With the term in full swing, it’s also peak midterm season! Things haven’t been going too great for me, but this is why I want to share this week’s topic: self-compassion.
This term is the first time I’m using my accommodations and I was really excited to get access to them. But, when it came time to ask for my first extension or take my first midterm with Accommodated Testing Services (ATS), I felt guilty. I felt as though I was “cheating” and “taking the easy way out”. I mentioned a few weeks ago that this is part of the stigma that comes up with the topic of accessibility, but I have truly begun feeling it.
So far, I have asked for two extensions. My first thoughts were “My professors are going to think I’m annoying” (which, they won’t) and “this should have been done on time, it’s not that difficult” (that doesn’t matter when you’re too unwell in the first place). When my requests were accepted, I was instantly relieved and my anxiety and stress immediately dropped. I still had to do the work, but I could focus on myself and what I needed first. When I came around to do the assignments later, I was able to focus better and submit work that I believed was of my best ability.
For my midterms with ATS, I truly believed I was given an upper hand while taking a break during a midterm (one of my accommodations). However, those breaks allow me to calm down and refocus when I start getting distracted by rustling paper, outdoor sounds, and by the amount of time I have left. That way, when I am actually writing I am able to do the best I can.
So, why do I doubt myself? To be quite honest, I am skeptical of my own needs sometimes. I often lack self-compassion and the ability to listen to myself when I need breaks or to re-align my priorities. This is an important topic beyond accessibility needs as well, and I am still learning how to increase this self-compassion.

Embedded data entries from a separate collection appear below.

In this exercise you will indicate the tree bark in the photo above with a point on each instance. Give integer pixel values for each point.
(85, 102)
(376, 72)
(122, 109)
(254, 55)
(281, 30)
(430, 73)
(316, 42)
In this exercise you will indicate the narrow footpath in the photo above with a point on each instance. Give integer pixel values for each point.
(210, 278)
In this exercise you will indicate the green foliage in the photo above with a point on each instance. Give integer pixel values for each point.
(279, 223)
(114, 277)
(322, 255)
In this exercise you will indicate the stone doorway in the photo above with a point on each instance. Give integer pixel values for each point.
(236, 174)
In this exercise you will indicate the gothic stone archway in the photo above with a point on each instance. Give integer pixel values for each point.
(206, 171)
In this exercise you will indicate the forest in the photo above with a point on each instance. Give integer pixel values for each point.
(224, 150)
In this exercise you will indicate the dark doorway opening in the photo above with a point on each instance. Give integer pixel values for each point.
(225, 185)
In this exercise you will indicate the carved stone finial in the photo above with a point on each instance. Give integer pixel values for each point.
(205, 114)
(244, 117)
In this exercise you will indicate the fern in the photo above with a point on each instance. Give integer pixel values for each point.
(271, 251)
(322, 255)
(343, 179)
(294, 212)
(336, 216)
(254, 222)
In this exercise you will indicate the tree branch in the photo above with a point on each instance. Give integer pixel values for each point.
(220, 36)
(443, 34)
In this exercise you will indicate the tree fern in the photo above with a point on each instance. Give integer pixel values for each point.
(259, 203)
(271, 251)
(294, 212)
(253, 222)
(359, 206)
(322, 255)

But I recognize the need for it. We are at U of T to learn and to gather skills for the future. We all have different ways of navigating to our own definition of success, and we have to listen to ourselves when we need to take a different route than what others may take.
I’ve mentioned the importance of taking breaks, proper time management, and forgiveness of oneself when things go wrong. But I really want to highlight that we have to remove the doubt we have about our thoughts and feelings. You are valid. You belong here. And, you can do it.
This upcoming Reading Week, take some time to honestly reflect on yourself, your goals, and how you truly are. Try to take a day to rest and see how you truly feel. Check-in with yourself, treat yourself and be compassionate. Accessibility Services is hosting a dialogue Enhancing my Student Experience: Mental Wellbeing on February 20th to highlight this topic more. For those looking for a fun break, we also have a recharge social with the Get Crafty crew on February 19th!
1 comment on “Self-Compassion and Listening to Yourself”
It’s unfortunate that this is a skill that must be learned for many people, but it’s one that comes more naturally the more you use it. I don’t have much to add, but I liked this piece and I believe in you! These steps are so vital, and you’re doing great.